Australian Dakar rookie Michael Burgess has explained how a crash left him having to try and manually wind his roadbook for virtually the entirety of an especially challenging Stage 5.
On a 456km special from Riyadh and Al Qaisumah which proved to be the toughest task so far as predicted, Burgess had even more difficulty to contend with due to an early spill on his BAS Dakar KTM.
He nevertheless is an unchanged 38th in the general classification, 4:09:35s back from the lead.
“Tough day on the bike,” said Burgess.
“I had a crash about 700m into the special and broke my roadbook, so I had to manually scroll it all day.
“I had to sort of rely on other riders early on to navigate, because the rocks were so big and just relentless – they were everywhere – so I couldn’t roll my roadbook and ride at the same time.
“Got a bit lost, and a bit silly, too.
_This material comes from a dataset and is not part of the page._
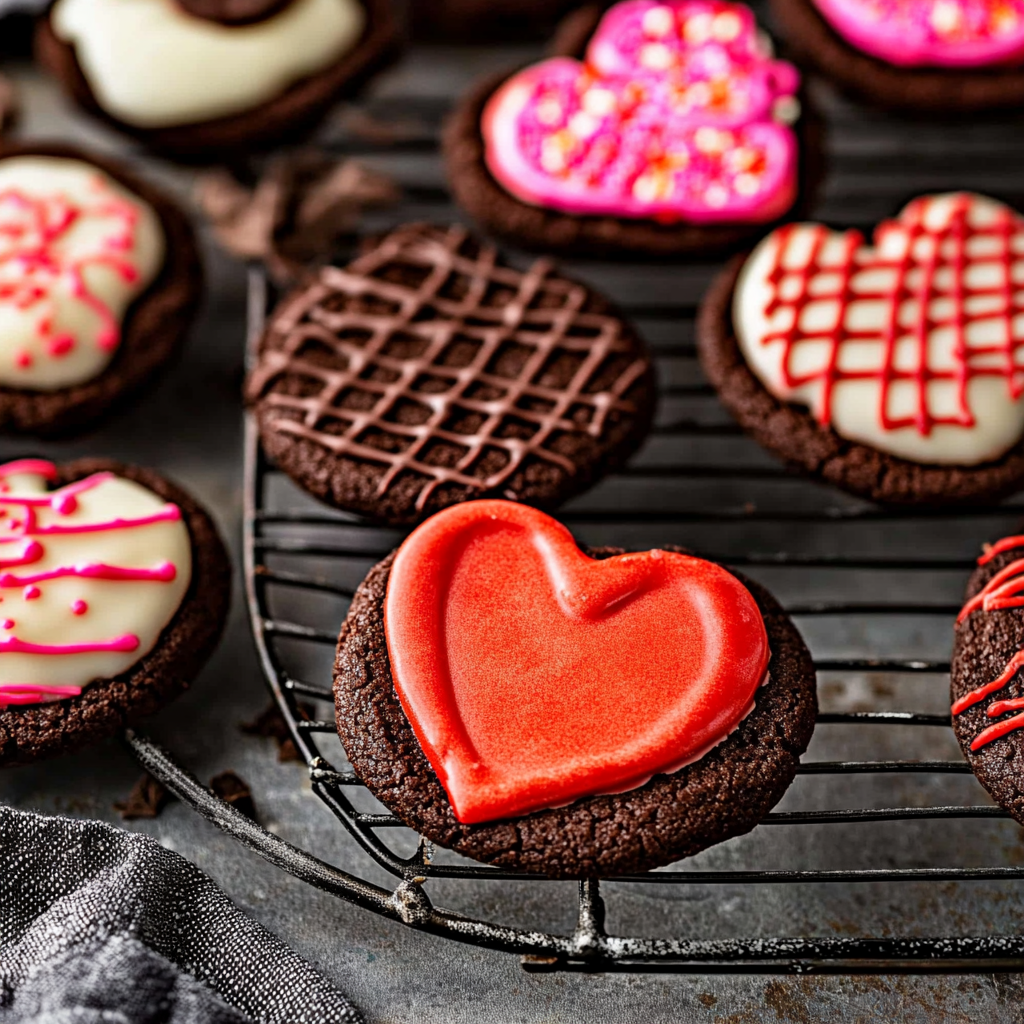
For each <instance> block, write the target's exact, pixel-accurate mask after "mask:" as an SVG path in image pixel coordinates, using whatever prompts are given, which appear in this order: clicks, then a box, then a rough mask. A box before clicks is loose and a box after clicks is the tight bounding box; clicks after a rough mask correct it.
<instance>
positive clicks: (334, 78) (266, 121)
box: [35, 0, 399, 163]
We weren’t even going in the right direction of the cap, I was just sort of following a bloke, and in the end, I worked it out but everyone had caught up.
“So, I just sort of tapped on to everybody and then just made a bit of a pass on them before the fuel stop so I could actually get out on my own when exiting the fuel stop.”
The stage became easier thereafter, although Burgess still had to be careful given his roadbook handicap.
“We went out into the open faster stuff and I had no one in front of me, so I could just concentrate on getting a bit of a system happening, rolling the roadbook,” he added.
“Obviously, I couldn’t ride [normally], I was just riding quite tentative because trying to dodge rocks, look at the roadbook, scroll the roadbook, make sure I was getting the waypoints and all that sort of stuff…
“The navigation’s hard this year, seriously hard; the terrain is pretty gnarly, like it’s pretty next level stuff.
“Someone in the bivouac that’s been with Dakar a fair while said that it’s good to see Dakar back to it’s old, so that’s good, I’m getting the full experience, so happy days.”
A shortened Stage 6 starts this evening (AEDT).